The adventure was only possible because several things fell into place at the same time, he adds. “You need the idea, the motivation, the time — something I did not have [earlier] because I [had been] actively working on my career for close to 40 years.

“Sometimes, you have time but you need an absence of responsibility, the kind that allows you to travel. And some means — it’s not out of reach for many, I believe. You also need the world to be open, something we cannot take for granted now. Shortly after I came back, the world shut down because of Covid. Now, there’s the spectre of war in Europe.”

There were some bumps en route but nothing major: delays that cascaded, some train lines not being continuous, the loss of an ATM card and a credit card, a pickpocket attempt. Food, which was a bit of a challenge in some places, was manageable with the instant noodles and serunding they brought. They also travelled light.

A worry niggled: Will it happen? In the end, “after aspiring for so long, you just plan and go”, says Azman, who felt a sense of achievement after fulfilling his life-long dream.
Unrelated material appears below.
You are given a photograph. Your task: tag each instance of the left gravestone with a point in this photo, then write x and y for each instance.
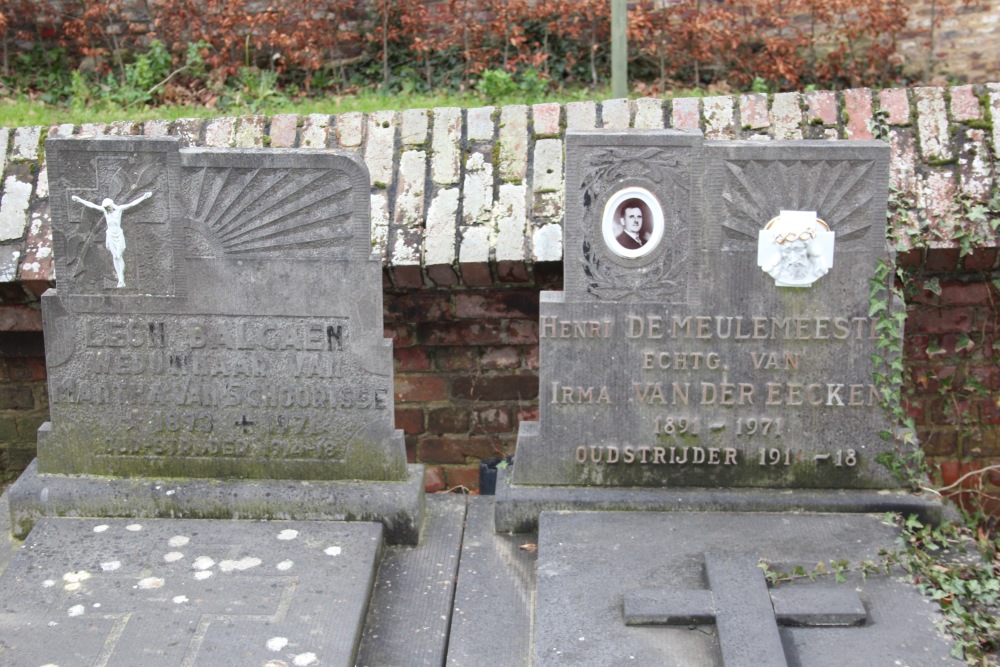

He is grateful that many hands helped make his dream come true — travel companions who joined them for parts of the journey, friends who met them at various stops and took care of their stay,
a telecommunications team that hosted them in train-less Cambodia, family members who laid out sumptuous homecooked meals, and those who kept them company when trains were delayed.

The KK 2019 core crew, friends who volunteered when they heard about his project, took care of travel arrangements, luggage, security and logistics, statistics, travel advisory, collaterals and managed his website.
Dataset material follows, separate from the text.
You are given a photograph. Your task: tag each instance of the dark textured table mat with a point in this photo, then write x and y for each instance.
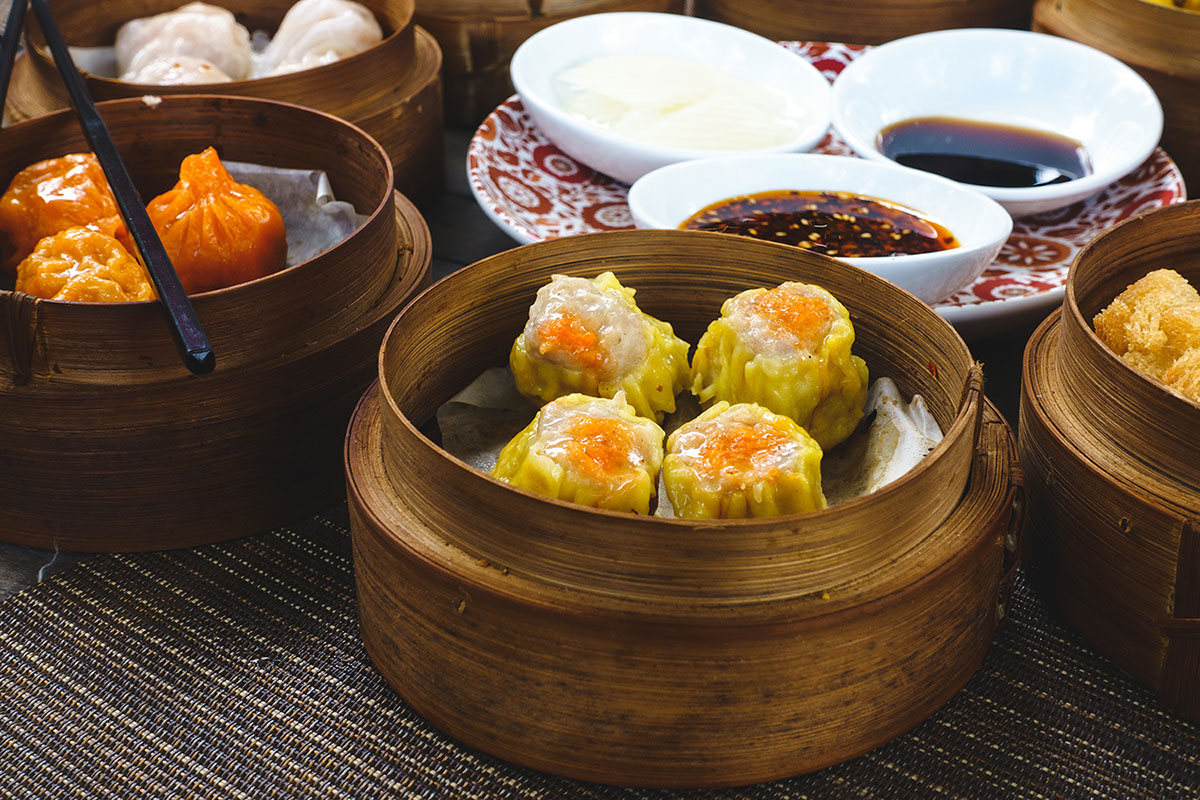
(235, 671)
“Initially, a London travel firm was trying to put the whole thing together. Then long-standing travel agents Dave and Selva said, ‘Boss, you must allow us to do this’. They did a magnificent job researching the travel [destinations].”
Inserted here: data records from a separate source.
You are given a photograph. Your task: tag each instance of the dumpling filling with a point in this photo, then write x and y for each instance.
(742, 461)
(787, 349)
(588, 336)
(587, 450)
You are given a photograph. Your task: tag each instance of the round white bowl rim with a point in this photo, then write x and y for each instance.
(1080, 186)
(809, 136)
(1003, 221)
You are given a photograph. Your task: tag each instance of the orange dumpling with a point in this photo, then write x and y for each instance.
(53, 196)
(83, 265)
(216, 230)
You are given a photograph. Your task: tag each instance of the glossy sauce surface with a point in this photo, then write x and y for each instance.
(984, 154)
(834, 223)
Team member Ziad, who had travelled from KL to Oxford via the Trans-Siberian route, was helpful with on-the-ground information. Of course, there was Mastura, his travel partner for 49 of the 77 days, and life partner for 30-plus years and counting.

Would they do it again?

“For sure. I have some other dreams but it’s not time yet to discuss them. They will involve trains and other modes of transport. But mostly at ground level because that’s where you will see, smell and do things, meet people and walk around,” Azman says.

 

This article first appeared on July 3, 2023 in The Edge Malaysia.